The wage push also benefited from the threat of a citizen initiative, which made legislative compromise a more attractive option for business owners.
Finally, $15 an hour was powered by labor unions with the resources and political juice to organize actions like strikes and to make elected officials play ball.
Since then, circumstances have changed. Sawant is running for re-election in a new neighborhood district. She supports linkage fees but has made rent control more central to her campaign. There’s no citizen initiative.
Many unions already have endorsed council members for re-election, surrendering some leverage, and the local most responsible for the wage hike, SEIU 775, is hanging back.
“No particular group has stepped up to play the investor role the way we did with the fight for $15,” noted David Rolf, president of SEIU 775. “Now if we could find the right entry point, maybe we could step up. But we haven’t found it yet.”
What Rolf is looking for is a policy able to unite progressives. Many anti-poverty activists who are concerned about displacement have found themselves at odds with urbanists and environmentalists who want the city to become more dense.
“The coalition of a Seattle for all is a promising idea, but it doesn’t exist yet,” he said.
Lauren Craig, policy counsel for Puget Sound Sage, may beg to differ. Sage leads the Growing Together Coalition, which includes unions like SEIU 775, social-justice and community organizations and some nonprofit developers.
The group has made strides advocating for linkage fees — without the rallies and rhetoric employed last year, Craig said.
“This is a wonky policy,” she said. “It doesn’t have the same populist appeal as $15. So we’re doing our best, and some of the moderate environmentalists and urbanists are getting behind it now.”
O’Brien agreed. “The work to get to the successful political outcome is the work we’ve been doing — just talking to people,” he said.
Calling for action
Owen Pickford is one convert. Executive director of The Urbanist blog, he wrote a post last month asking others to get on board with the regulatory tool.
Were Seattle to charge linkage fees, developers would pass the additional costs along not to renters but to property owners, according to Pickford. “Developers seeing additional costs will bid less on land,” which wouldn’t hurt housing production, he said.
Mike Oddo is a Capitol Hill landlord who thinks officials should consider linkage fees, particularly as an alternative to rent control, because wealthy newcomers are causing older, cheaper housing to be torn down.
“People are moving here and the developers are building all high-end stuff,” he said.
The Coalition for Housing Solutions is hoping the HALA Committee will instead recommend that the city adjust its existing incentive-zoning policy, which awards extra floor area to builders when they help pay for affordable housing.
Incentive zoning has been a disappointment thus far, failing to generate a game-changing number of affordable units amid a construction boom.
Whether the HALA Committee recommends linkage fees or not, Murray can pursue it, and whether or not he does, O’Brien can introduce a bill.
The details would then need to be hammered out.
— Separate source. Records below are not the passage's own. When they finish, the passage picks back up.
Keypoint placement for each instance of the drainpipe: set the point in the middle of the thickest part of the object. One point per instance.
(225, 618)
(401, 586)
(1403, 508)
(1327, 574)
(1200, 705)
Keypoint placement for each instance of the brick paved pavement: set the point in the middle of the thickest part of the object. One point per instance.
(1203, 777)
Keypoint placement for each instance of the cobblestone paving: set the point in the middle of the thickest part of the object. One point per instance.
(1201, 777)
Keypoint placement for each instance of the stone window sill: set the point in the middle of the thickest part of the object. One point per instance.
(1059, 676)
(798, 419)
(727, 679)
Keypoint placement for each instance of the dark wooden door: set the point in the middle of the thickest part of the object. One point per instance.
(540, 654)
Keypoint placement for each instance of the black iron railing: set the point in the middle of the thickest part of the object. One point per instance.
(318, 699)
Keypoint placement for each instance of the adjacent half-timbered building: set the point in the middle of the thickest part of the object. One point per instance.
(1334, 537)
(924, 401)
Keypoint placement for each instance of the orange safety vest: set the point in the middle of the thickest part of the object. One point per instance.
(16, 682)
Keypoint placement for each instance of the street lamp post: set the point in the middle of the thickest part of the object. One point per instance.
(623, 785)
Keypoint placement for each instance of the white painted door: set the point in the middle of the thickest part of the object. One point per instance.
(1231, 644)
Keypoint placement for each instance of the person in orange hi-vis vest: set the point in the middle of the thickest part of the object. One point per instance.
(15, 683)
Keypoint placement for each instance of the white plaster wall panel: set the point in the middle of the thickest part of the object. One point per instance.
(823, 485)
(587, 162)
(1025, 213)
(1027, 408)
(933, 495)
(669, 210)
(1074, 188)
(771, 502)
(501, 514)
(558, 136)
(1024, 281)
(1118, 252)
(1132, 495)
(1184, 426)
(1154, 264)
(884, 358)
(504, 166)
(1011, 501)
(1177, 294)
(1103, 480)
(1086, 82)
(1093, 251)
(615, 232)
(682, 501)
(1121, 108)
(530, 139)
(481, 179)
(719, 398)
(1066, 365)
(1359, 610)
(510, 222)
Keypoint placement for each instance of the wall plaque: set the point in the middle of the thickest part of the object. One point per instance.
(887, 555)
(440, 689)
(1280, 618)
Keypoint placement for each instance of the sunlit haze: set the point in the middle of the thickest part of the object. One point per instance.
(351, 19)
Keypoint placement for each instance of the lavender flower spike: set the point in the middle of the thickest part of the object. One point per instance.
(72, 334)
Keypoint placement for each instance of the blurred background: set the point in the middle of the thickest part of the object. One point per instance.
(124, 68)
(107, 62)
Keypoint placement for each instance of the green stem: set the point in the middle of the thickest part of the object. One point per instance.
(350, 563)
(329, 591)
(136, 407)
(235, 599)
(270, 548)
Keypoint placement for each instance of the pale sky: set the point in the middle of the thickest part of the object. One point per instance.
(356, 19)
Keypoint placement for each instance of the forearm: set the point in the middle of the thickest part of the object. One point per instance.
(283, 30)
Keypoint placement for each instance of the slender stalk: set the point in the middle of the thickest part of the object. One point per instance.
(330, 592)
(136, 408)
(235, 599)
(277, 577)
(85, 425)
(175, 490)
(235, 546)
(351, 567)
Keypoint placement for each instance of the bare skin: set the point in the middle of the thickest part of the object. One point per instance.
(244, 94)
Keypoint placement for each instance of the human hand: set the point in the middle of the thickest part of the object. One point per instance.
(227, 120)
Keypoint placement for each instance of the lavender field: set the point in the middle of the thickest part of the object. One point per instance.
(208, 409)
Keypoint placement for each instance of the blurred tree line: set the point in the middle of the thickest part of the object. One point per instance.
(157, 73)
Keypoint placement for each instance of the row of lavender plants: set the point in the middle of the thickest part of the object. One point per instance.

Sawant said she’s concerned “the right wing of the council” will pay lip service to the housing crisis by voting for the fees while keeping them as small as possible.
The council’s October resolution passed 7-2, so opponents have a lot of ground to make up.
“Those votes are only going to change if the council members have something better to get behind,” Bayne said. “Because not addressing affordable housing this year isn’t an option.”